Assuming porn is #1 (Just to get that out of the way)
It was argued on a GD thread that Wikipedia is the best internet development, and the sheer amount of knowledge makes it a look-first place for anything. I’ve always wondered where my mandibula was…
I would also say Google Earth, where you can practically explore the whole world, see 3-D mountains and skylines, get great directions, let others know where you’ve been (no more highlighting atlases or thumbtacking poster maps). My new addiction is that street view, almost like actually visiting the places.
Google destroys them all by a long-shot and many other prominent inventions in history. I am not sure if you knew the pre-Google world but, trust me, you don’t want to. Older search engines gave you results but you might have to look through 20 pages of results to find something similar to what you were looking for.
YouTube has a lot of popular attraction but I don’t know if I could rate it very high because you could always look at video clips all over the place before it became popular.
I also think Wikipedia is good. It doesn’t get enough credit for the way that it works. Before it was invented, no one would have believed that you could just throw up a blank encyclopedia and just watch it build itself. That is an extraordinary exploit on human nature. If I threw a few random car parts into my driveway with a crayon sketch, should I expect to wake up on the morning to find all kinds of experts putting the finishing touches on my new sports car? That is what Wikipedia accomplishes.
I’d say Wikipedia, which I agree does not get enough credit. People who like to think they are smart take a strong stance against it, ignoring how useful and valid it can be.
I would never research a major paper using it, but it is quite reliable(given enough time) for most things.
Wikipedia. Simply because there will never be another hour-long argument about what school Joe Namath went to or who was Nixon’s VP candidate in 1960 or what was the name of the band that the other guy from Nirvana started.
*Alabama
*Henry Cabot Lodge, Jr.
*Sweet 75
No more hour long arguments about random trivia that no gives a crap about. 5 seconds on wikipedia and the conversation can move on.
Google, for sure. I DO remember the pre-Google days, and how frustrating it was to type in your search word and come up with 123,232,789 results, the first ten thousand having absolutely nothing to do with whatever it was you were searching for.
Today I had to look up some relatively obscure public health goals for some Eastern European countries. Google found 'em for me in a few seconds. Fantastic.
Google is good, but Wikipedia plays a large role in making Google as good as it currently is (by providing quality content to link to). I’d have to put Wikipedia at the top, and Google second.

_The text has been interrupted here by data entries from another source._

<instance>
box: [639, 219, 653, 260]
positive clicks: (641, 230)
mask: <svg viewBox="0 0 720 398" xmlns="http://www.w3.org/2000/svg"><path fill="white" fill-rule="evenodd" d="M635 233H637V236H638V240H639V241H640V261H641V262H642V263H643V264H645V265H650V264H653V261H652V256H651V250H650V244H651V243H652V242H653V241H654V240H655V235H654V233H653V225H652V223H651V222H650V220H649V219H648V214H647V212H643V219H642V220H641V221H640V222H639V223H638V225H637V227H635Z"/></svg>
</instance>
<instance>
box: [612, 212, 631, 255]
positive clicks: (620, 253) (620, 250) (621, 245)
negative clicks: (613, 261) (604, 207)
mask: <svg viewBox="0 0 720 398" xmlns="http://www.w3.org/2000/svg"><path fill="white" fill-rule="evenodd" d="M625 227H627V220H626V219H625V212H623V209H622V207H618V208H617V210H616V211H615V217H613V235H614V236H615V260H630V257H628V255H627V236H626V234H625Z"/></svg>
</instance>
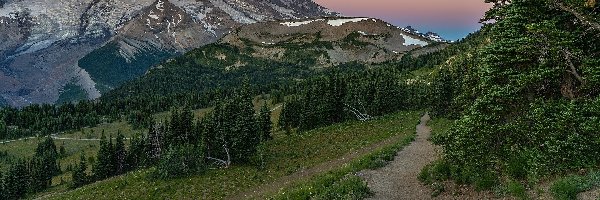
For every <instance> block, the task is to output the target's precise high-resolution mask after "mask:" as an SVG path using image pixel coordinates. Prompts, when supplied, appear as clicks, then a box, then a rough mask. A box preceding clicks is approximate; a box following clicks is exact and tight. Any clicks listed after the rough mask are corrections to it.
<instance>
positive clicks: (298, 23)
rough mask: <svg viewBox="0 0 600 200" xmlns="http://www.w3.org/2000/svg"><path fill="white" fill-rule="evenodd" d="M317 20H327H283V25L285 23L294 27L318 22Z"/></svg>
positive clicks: (318, 20) (318, 19) (301, 25)
mask: <svg viewBox="0 0 600 200" xmlns="http://www.w3.org/2000/svg"><path fill="white" fill-rule="evenodd" d="M317 21H325V20H324V19H315V20H308V21H303V22H283V23H281V25H284V26H287V27H294V26H302V25H307V24H310V23H313V22H317Z"/></svg>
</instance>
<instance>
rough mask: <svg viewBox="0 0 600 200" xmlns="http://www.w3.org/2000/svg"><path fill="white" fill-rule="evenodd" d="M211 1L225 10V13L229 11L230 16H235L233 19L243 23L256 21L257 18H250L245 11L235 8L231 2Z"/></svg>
mask: <svg viewBox="0 0 600 200" xmlns="http://www.w3.org/2000/svg"><path fill="white" fill-rule="evenodd" d="M210 2H211V3H212V4H213V5H215V6H217V7H219V8H220V9H221V10H223V11H224V12H225V13H227V14H228V15H229V16H231V18H233V20H235V21H236V22H238V23H242V24H251V23H256V20H253V19H250V18H249V17H248V16H246V15H245V14H244V13H242V12H240V11H237V10H236V9H233V8H232V7H231V6H230V5H229V4H227V3H225V2H224V1H222V0H210Z"/></svg>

I rank them reversed. I use Wikipedia maybe once a week. Google is used hourly. It is my homepage. Neither I nor most people I know could get through the workday much less the off-hours without it.
Need a quick discussion about some procedure? Need to know where a lat lon is? Heck, I am afraid my brain has shut down in favor of Googling it.
Google by an order of magnitude. Certainly Wikipedia helps by giving an easy link, but frankly I rarely end up looking at that link. Too many other more appropriate links ahead of that one.
Google, And It’s. Not. Even. Close. (Assuming that Google is here used as a shorthand for “efficient search engines,” of which there are now several.)
Without Google, the internet is a useful tool for some businesses and a cool toy for most users. With Google, it is (by leaps and bounds) the the most comprehensive and efficient cache of knowledge and art in all of human history, and it is accessible to almost anyone for a nominal fee. As far as inventions go, Google is an inner-circle Hall of Famer.
When we were little, we used to talk about having a “homework machine”. A robot you could ask any question and it would spout out the answer. Now we have it: the Google search bar!
I stick by my assertion in that thread that Wikipedia was the best internet invention. Google is pretty cool, but it didn’t really revolutionize anything. Google was the internet equivalent of what would happen to the automobile industry if someone could manufacture a car that was cheaper and better than all other cars. It would be cool, and convenient, and everyone would use it, but it wouldn’t be the best invention ever.
As stated by other posters, the fact that it doesn’t suck. Remember the old Altavista, Ask Jeeves, Dogpile days, trying to find a relevant search result amid the mountains of crap?
It’s the PageRank algorithm. It’s complicated, but as I understand it it weighs the importance of the page by the number and ranks of other pages linking to it, rather than just by the number of times the search term appears on the page, which is how most of the older search engines worked.
Now, when I got started on the Net (late 96), Altavista was teh Bomb! L And it did serve me much better than any other search engine of the time. I remember IMing with a friend who’d been searching for the sheet music for Fur Elise for 30 min on other engines. Av got it for me in a minute.
Yes, people would code Godzilla Godzilla Godzilla Godzilla Godzilla Godzilla Godzilla Godzilla Godzilla ad nauseum on the top of their page, in the meta tags, etc, just to move up there. You click and get a fan site with 10 pictures and Godzilla is kewl with moving gifs and blinking fonts.